You're probably right. Just to close the loop, this is what the output looks like with multiple trees.
ms and Sarge commands:
ms 4 1 -t 10.04 -r 100.0 10 > outputms.txt python2 utilities/ms2sarge_input.py -m outputms.txt -o test_sarge_input --num_bases 100 bin/sarge --sites test_sarge_input.sites --input test_sarge_input.geno.gz -o test_output_sarge cat test_output_sarge | bin/trees2newick -v output_test.haps > test_newick_output
The newick tree output looks like this:
seq 1 ((Human-1-2:0.50000,(Human-2-1:0,Human-2-2:0):0.00000):0.66667,Human-1-1:0.00000):0.00000; seq 13 ((Human-1-2:0.50000,(Human-2-1:0,Human-2-2:0):0.00000):0.66667,Human-1-1:0.00000):0.00000; seq 20 (Human-1-2:1.00000,((Human-2-1:0,Human-2-2:0):0.16667,Human-1-1:0.00000):0.90909):0.00000; seq 21 (Human-1-2:1.00000,((Human-2-1:0,Human-2-2:0):0.16667,Human-1-1:0.00000):0.90909):0.00000; seq 22 (Human-1-2:1.00000,((Human-2-1:0,Human-2-2:0):0.16667,Human-1-1:0.00000):0.90909):0.00000; seq 30 (Human-1-2:1.00000,((Human-2-1:0,Human-2-2:0):0.16667,Human-1-1:0.00000):0.90909):0.00000; seq 51 (Human-1-2:1.00000,((Human-2-1:0,Human-2-2:0):0.16667,Human-1-1:0.00000):0.90909):0.00000; seq 59 (Human-1-2:1.00000,((Human-2-1:0,Human-2-2:0):0.16667,Human-1-1:0.00000):0.90909):0.00000; seq 62 (Human-1-2:1.00000,((Human-2-1:0,Human-2-2:0):0.16667,Human-1-1:0.00000):0.90909):0.00000; seq 63 ((Human-2-1:0,Human-2-2:0):1.00000,(Human-1-2:0.20000,Human-1-1:0.00000):0.88889):0.00000; seq 69 ((Human-2-1:0,Human-2-2:0):1.00000,(Human-1-2:0.20000,Human-1-1:0.00000):0.88889):0.00000; seq 70 ((Human-2-1:0,Human-2-2:0):1.00000,(Human-1-2:0.20000,Human-1-1:0.00000):0.88889):0.00000; seq 74 ((Human-2-1:0,Human-2-2:0):1.00000,(Human-1-2:0.20000,Human-1-1:0.00000):0.88889):0.00000; seq 75 ((Human-2-1:0,Human-2-2:0):1.00000,(Human-1-2:0.20000,Human-1-1:0.00000):0.88889):0.00000; seq 79 ((Human-2-1:0,Human-2-2:0):1.00000,(Human-1-2:0.20000,Human-1-1:0.00000):0.88889):0.00000; seq 92 ((Human-2-1:0,Human-2-2:0):1.00000,(Human-1-2:0.20000,Human-1-1:0.00000):0.88889):0.00000; seq 95 ((Human-2-1:0,Human-2-2:0):1.00000,(Human-1-2:0.20000,Human-1-1:0.00000):0.88889):0.00000; seq 98 ((Human-2-1:0,Human-2-2:0):1.00000,(Human-1-2:0.20005,Human-1-1:0.00000):0.88886):0.00000;
I think there's a tree for every site by the way (hence all the duplicated trees).
The "recombination" file looks like this:
seq 13 20 1,2,3, 0,2,3, 2,3, seq 62 63 0,2,3, 0,1, 0,
The columns are chromosome, start position, end position, upstream clade, downstream clade, and moving clade.

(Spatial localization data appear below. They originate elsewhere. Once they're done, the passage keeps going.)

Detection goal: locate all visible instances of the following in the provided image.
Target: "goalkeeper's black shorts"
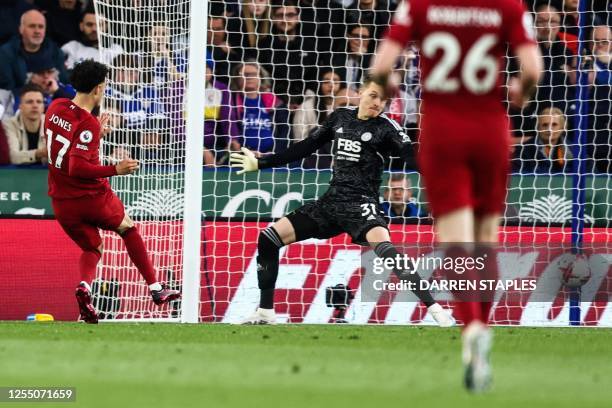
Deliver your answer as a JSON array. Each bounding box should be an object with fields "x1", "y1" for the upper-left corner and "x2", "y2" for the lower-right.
[{"x1": 285, "y1": 192, "x2": 388, "y2": 246}]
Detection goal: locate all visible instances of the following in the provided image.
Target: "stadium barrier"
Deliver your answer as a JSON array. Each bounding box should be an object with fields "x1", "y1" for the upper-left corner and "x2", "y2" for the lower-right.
[{"x1": 0, "y1": 168, "x2": 610, "y2": 226}]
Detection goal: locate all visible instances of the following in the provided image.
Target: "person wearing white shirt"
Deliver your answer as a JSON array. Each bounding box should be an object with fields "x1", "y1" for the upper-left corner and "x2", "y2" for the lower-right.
[{"x1": 62, "y1": 9, "x2": 123, "y2": 71}]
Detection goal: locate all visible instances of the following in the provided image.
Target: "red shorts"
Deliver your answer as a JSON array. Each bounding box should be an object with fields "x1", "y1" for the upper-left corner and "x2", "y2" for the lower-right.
[
  {"x1": 52, "y1": 189, "x2": 125, "y2": 251},
  {"x1": 418, "y1": 111, "x2": 510, "y2": 217}
]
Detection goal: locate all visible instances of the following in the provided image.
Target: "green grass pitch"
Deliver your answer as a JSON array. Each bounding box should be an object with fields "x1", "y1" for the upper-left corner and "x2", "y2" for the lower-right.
[{"x1": 1, "y1": 323, "x2": 611, "y2": 408}]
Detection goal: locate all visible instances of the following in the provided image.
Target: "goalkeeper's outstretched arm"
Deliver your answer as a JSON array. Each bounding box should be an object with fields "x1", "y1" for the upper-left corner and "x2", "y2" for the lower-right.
[{"x1": 230, "y1": 113, "x2": 336, "y2": 174}]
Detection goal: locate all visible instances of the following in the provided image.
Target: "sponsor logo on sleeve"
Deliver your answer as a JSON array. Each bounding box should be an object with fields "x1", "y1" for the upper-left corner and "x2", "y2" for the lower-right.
[{"x1": 79, "y1": 130, "x2": 93, "y2": 144}]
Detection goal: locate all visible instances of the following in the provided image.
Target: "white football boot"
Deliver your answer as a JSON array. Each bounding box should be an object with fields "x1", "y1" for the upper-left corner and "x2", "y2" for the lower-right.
[
  {"x1": 241, "y1": 308, "x2": 277, "y2": 325},
  {"x1": 462, "y1": 321, "x2": 493, "y2": 393},
  {"x1": 428, "y1": 303, "x2": 456, "y2": 327}
]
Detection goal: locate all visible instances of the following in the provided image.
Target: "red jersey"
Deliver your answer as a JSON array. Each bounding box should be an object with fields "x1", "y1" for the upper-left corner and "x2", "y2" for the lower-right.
[
  {"x1": 386, "y1": 0, "x2": 535, "y2": 115},
  {"x1": 46, "y1": 99, "x2": 115, "y2": 199}
]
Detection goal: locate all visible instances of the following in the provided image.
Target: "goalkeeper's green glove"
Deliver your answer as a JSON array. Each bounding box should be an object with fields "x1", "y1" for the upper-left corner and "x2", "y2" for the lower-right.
[{"x1": 229, "y1": 147, "x2": 259, "y2": 175}]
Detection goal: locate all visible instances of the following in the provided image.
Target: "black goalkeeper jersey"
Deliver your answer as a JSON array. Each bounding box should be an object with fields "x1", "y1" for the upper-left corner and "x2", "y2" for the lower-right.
[{"x1": 258, "y1": 107, "x2": 414, "y2": 199}]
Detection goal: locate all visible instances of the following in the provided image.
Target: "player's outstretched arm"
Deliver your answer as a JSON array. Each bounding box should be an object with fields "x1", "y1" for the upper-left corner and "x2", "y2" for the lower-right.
[
  {"x1": 68, "y1": 155, "x2": 117, "y2": 178},
  {"x1": 230, "y1": 121, "x2": 334, "y2": 174}
]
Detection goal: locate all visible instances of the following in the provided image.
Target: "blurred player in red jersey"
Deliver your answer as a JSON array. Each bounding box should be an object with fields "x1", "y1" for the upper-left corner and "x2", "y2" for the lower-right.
[
  {"x1": 371, "y1": 0, "x2": 542, "y2": 392},
  {"x1": 45, "y1": 60, "x2": 180, "y2": 324}
]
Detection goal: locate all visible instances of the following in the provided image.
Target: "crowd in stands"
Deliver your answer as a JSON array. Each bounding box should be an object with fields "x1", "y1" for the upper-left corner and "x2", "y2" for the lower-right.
[{"x1": 0, "y1": 0, "x2": 609, "y2": 178}]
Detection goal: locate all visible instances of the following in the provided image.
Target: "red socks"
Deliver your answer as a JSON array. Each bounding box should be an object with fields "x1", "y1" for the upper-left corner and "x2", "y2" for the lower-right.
[
  {"x1": 454, "y1": 302, "x2": 483, "y2": 327},
  {"x1": 445, "y1": 244, "x2": 498, "y2": 328},
  {"x1": 452, "y1": 246, "x2": 498, "y2": 327},
  {"x1": 79, "y1": 249, "x2": 101, "y2": 284},
  {"x1": 477, "y1": 246, "x2": 499, "y2": 326},
  {"x1": 121, "y1": 227, "x2": 157, "y2": 285}
]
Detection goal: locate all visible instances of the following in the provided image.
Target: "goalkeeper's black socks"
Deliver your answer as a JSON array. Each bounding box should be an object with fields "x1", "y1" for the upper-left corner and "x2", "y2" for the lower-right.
[
  {"x1": 257, "y1": 227, "x2": 284, "y2": 309},
  {"x1": 374, "y1": 241, "x2": 436, "y2": 307}
]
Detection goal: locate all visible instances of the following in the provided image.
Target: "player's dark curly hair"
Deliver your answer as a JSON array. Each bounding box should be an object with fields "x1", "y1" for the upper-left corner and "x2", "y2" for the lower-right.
[{"x1": 70, "y1": 60, "x2": 108, "y2": 93}]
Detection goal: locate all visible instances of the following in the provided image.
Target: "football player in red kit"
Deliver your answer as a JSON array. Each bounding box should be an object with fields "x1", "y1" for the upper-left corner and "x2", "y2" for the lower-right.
[
  {"x1": 45, "y1": 60, "x2": 180, "y2": 324},
  {"x1": 371, "y1": 0, "x2": 542, "y2": 392}
]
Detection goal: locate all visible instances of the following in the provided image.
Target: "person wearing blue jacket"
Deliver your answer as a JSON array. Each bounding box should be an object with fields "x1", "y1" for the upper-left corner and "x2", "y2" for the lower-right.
[{"x1": 0, "y1": 9, "x2": 68, "y2": 93}]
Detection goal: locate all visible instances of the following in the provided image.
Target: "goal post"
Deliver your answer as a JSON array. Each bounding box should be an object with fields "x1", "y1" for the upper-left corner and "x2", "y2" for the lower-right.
[
  {"x1": 93, "y1": 0, "x2": 202, "y2": 322},
  {"x1": 180, "y1": 0, "x2": 208, "y2": 324}
]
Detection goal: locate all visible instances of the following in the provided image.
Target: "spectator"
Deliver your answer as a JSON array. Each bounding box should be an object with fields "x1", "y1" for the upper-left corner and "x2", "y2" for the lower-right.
[
  {"x1": 558, "y1": 0, "x2": 580, "y2": 54},
  {"x1": 332, "y1": 86, "x2": 360, "y2": 108},
  {"x1": 590, "y1": 24, "x2": 611, "y2": 173},
  {"x1": 292, "y1": 66, "x2": 343, "y2": 142},
  {"x1": 35, "y1": 0, "x2": 82, "y2": 46},
  {"x1": 203, "y1": 54, "x2": 239, "y2": 165},
  {"x1": 515, "y1": 4, "x2": 574, "y2": 136},
  {"x1": 2, "y1": 84, "x2": 47, "y2": 165},
  {"x1": 13, "y1": 59, "x2": 76, "y2": 110},
  {"x1": 339, "y1": 0, "x2": 391, "y2": 42},
  {"x1": 0, "y1": 9, "x2": 68, "y2": 93},
  {"x1": 534, "y1": 4, "x2": 574, "y2": 88},
  {"x1": 257, "y1": 0, "x2": 318, "y2": 106},
  {"x1": 105, "y1": 54, "x2": 166, "y2": 130},
  {"x1": 297, "y1": 0, "x2": 335, "y2": 59},
  {"x1": 230, "y1": 60, "x2": 289, "y2": 154},
  {"x1": 558, "y1": 0, "x2": 596, "y2": 55},
  {"x1": 331, "y1": 23, "x2": 372, "y2": 92},
  {"x1": 292, "y1": 66, "x2": 344, "y2": 169},
  {"x1": 0, "y1": 122, "x2": 10, "y2": 165},
  {"x1": 0, "y1": 0, "x2": 35, "y2": 44},
  {"x1": 514, "y1": 107, "x2": 573, "y2": 173},
  {"x1": 381, "y1": 174, "x2": 426, "y2": 218},
  {"x1": 62, "y1": 7, "x2": 124, "y2": 71},
  {"x1": 209, "y1": 0, "x2": 239, "y2": 17},
  {"x1": 94, "y1": 2, "x2": 143, "y2": 54},
  {"x1": 146, "y1": 24, "x2": 186, "y2": 88},
  {"x1": 207, "y1": 15, "x2": 240, "y2": 85},
  {"x1": 226, "y1": 0, "x2": 271, "y2": 60},
  {"x1": 88, "y1": 3, "x2": 188, "y2": 56}
]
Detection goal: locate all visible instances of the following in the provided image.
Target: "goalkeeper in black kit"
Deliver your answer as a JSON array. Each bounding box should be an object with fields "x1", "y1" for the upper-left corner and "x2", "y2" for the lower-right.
[{"x1": 230, "y1": 76, "x2": 454, "y2": 326}]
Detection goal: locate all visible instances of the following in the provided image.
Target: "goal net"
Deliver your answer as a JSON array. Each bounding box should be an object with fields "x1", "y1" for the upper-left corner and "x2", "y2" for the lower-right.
[
  {"x1": 94, "y1": 0, "x2": 610, "y2": 325},
  {"x1": 93, "y1": 0, "x2": 191, "y2": 320}
]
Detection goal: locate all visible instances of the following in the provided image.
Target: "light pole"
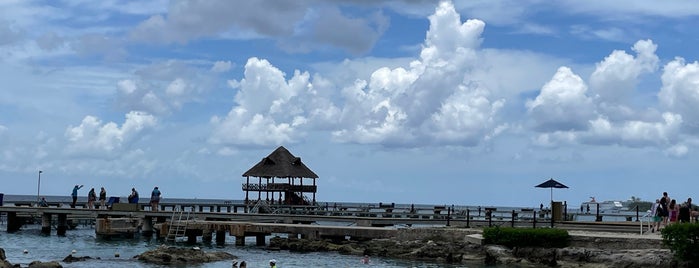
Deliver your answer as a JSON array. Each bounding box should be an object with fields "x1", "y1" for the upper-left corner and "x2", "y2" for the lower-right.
[{"x1": 36, "y1": 170, "x2": 43, "y2": 206}]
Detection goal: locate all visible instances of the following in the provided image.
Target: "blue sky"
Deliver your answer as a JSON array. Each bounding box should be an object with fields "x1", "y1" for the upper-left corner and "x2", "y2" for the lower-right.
[{"x1": 2, "y1": 0, "x2": 699, "y2": 207}]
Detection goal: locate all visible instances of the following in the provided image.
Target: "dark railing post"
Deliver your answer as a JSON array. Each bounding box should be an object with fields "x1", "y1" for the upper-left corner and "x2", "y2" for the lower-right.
[
  {"x1": 488, "y1": 210, "x2": 492, "y2": 227},
  {"x1": 636, "y1": 206, "x2": 640, "y2": 222},
  {"x1": 533, "y1": 210, "x2": 537, "y2": 228},
  {"x1": 563, "y1": 201, "x2": 567, "y2": 221},
  {"x1": 466, "y1": 209, "x2": 470, "y2": 228},
  {"x1": 446, "y1": 206, "x2": 451, "y2": 227},
  {"x1": 511, "y1": 210, "x2": 515, "y2": 227},
  {"x1": 550, "y1": 200, "x2": 554, "y2": 228},
  {"x1": 596, "y1": 203, "x2": 601, "y2": 222}
]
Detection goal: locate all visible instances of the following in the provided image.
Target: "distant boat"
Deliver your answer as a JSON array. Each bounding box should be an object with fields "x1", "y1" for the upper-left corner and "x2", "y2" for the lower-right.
[{"x1": 580, "y1": 200, "x2": 626, "y2": 213}]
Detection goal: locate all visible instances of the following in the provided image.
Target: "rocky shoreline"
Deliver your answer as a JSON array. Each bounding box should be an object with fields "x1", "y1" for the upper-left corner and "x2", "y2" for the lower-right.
[
  {"x1": 0, "y1": 227, "x2": 680, "y2": 267},
  {"x1": 268, "y1": 227, "x2": 679, "y2": 267},
  {"x1": 0, "y1": 245, "x2": 235, "y2": 268}
]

It was definitely helpful to get the information here @awohns, so thanks for that. Totally up to you whether you want to pursue getting the conversion to work.
I agree that it likely won't be very productive it will be to pursue this further, so I'm happy to leave it!
I imagine it would be useful to have a means of converting genealogies inferred by sarge to the tree sequence format for the figure comparing the output of inference methods? I don't think this has been done by anyone (doesn't look like it's in the sarge repo) so I'm happy to have a go at it.